To give a more specific example of categorical perception for consonants, Frank Guenther explains the case of why we hear the difference between sounds like ‘p’ and ‘b’, when the lips and the tongue seem to be in the same position for both, and why it is harder to tell the difference between a good ‘b’ and a bad ‘b’ than it is for vowels.

“p” and “b” are stop consonants that both involve lip closure and then opening for the upcoming vowel. The difference between “p” and “b” is one of voice onset time – for “p”, we hold off on vibrating our vocal folds for about 50 ms or more after our lips move apart, but for “b” we start vibrating the vocal folds immediately after the lips separate.  When we are listening to a “p” or “b”, any voice onset time between 0 and about 40 ms will sound like a “b”, and we can’t tell the difference between any of them. Anything with a voice onset time above 40 ms will sound like a “p”, and again we can’t differentiate them. That’s categorical perception.

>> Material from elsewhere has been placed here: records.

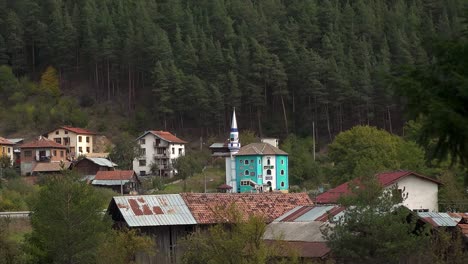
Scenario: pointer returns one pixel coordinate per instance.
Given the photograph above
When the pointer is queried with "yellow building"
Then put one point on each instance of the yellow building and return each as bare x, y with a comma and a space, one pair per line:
6, 148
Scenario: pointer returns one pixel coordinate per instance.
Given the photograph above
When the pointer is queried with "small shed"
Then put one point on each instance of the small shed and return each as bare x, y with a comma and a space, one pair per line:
118, 180
90, 166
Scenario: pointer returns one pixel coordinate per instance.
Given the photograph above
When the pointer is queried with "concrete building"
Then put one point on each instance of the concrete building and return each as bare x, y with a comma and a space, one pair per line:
159, 151
43, 156
78, 141
6, 149
420, 193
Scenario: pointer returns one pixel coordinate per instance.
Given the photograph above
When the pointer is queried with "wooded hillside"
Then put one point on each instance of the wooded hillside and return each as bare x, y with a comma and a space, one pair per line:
178, 64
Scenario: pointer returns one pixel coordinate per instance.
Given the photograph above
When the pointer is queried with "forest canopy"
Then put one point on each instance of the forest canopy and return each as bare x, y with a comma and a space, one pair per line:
179, 64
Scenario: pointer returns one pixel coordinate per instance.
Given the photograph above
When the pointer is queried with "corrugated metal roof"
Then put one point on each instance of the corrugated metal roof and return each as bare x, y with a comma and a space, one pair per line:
102, 162
314, 213
154, 210
440, 219
109, 182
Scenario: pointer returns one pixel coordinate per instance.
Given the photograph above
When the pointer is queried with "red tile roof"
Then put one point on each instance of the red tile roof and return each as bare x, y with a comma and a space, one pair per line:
385, 179
42, 142
303, 249
78, 130
115, 175
168, 136
210, 208
4, 141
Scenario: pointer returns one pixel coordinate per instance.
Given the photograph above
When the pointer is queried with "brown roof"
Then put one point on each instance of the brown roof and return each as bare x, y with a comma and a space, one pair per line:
51, 166
78, 130
114, 175
303, 249
260, 149
167, 136
4, 141
42, 142
209, 208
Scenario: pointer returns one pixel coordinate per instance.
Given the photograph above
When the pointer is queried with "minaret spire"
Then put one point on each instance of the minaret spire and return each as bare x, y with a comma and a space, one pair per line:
234, 144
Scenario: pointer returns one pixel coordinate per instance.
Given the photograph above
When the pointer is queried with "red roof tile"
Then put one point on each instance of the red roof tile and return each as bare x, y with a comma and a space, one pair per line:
42, 142
168, 136
210, 208
115, 175
4, 141
385, 179
78, 130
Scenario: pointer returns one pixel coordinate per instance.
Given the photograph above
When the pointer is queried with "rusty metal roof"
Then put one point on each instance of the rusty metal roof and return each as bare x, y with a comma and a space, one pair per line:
440, 219
320, 213
154, 210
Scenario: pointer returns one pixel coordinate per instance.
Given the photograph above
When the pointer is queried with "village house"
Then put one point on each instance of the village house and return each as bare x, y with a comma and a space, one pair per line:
159, 150
121, 181
78, 141
42, 156
257, 167
420, 193
301, 231
90, 166
6, 149
171, 217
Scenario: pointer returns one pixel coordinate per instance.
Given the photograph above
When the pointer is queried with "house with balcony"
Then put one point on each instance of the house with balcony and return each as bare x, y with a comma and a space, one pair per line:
78, 141
42, 156
6, 149
159, 150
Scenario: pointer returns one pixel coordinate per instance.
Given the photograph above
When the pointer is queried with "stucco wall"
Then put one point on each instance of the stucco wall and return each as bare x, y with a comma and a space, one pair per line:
422, 194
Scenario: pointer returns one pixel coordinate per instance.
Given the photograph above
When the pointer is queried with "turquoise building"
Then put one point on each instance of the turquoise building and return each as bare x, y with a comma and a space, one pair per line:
261, 167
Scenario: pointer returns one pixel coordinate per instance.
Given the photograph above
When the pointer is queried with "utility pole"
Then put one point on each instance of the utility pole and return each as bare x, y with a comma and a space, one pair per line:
313, 137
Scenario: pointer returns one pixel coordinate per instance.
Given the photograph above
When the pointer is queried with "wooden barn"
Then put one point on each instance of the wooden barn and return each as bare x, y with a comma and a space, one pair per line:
171, 217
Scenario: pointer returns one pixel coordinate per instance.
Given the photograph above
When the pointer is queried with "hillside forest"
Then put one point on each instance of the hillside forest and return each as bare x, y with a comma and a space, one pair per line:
182, 65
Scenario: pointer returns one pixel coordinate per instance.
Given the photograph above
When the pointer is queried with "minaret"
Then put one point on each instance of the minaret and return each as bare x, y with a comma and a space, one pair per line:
234, 146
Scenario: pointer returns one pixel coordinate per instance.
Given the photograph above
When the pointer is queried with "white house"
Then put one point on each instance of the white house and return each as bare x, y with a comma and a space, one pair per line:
159, 150
420, 192
78, 140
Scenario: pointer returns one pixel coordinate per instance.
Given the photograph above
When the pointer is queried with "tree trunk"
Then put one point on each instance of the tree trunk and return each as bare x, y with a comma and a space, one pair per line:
259, 119
108, 81
284, 115
328, 121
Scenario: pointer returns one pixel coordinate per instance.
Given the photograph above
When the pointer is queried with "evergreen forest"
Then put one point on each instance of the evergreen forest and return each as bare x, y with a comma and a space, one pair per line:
182, 65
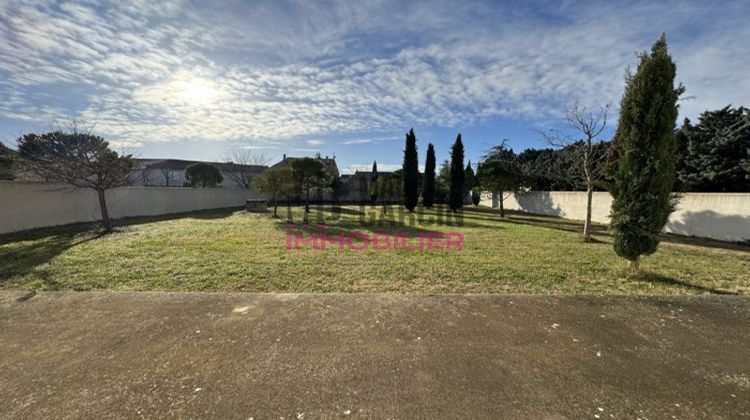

Speaking is one of the most demanding cognitive and motor tasks that the brain performs on daily basis, and the motor aspect of it is only a small part of what the brain has to accomplish in order to get that thought out as a spoken message. And yet, even this last step of the process requires so much fine coordination among multiple brain regions. It is no wonder then that speech is so often affected in some way or other when brain damage occurs. Understanding better the details of this exquisitely orchestrated performance is important if we want to find better treatments for speech disorders.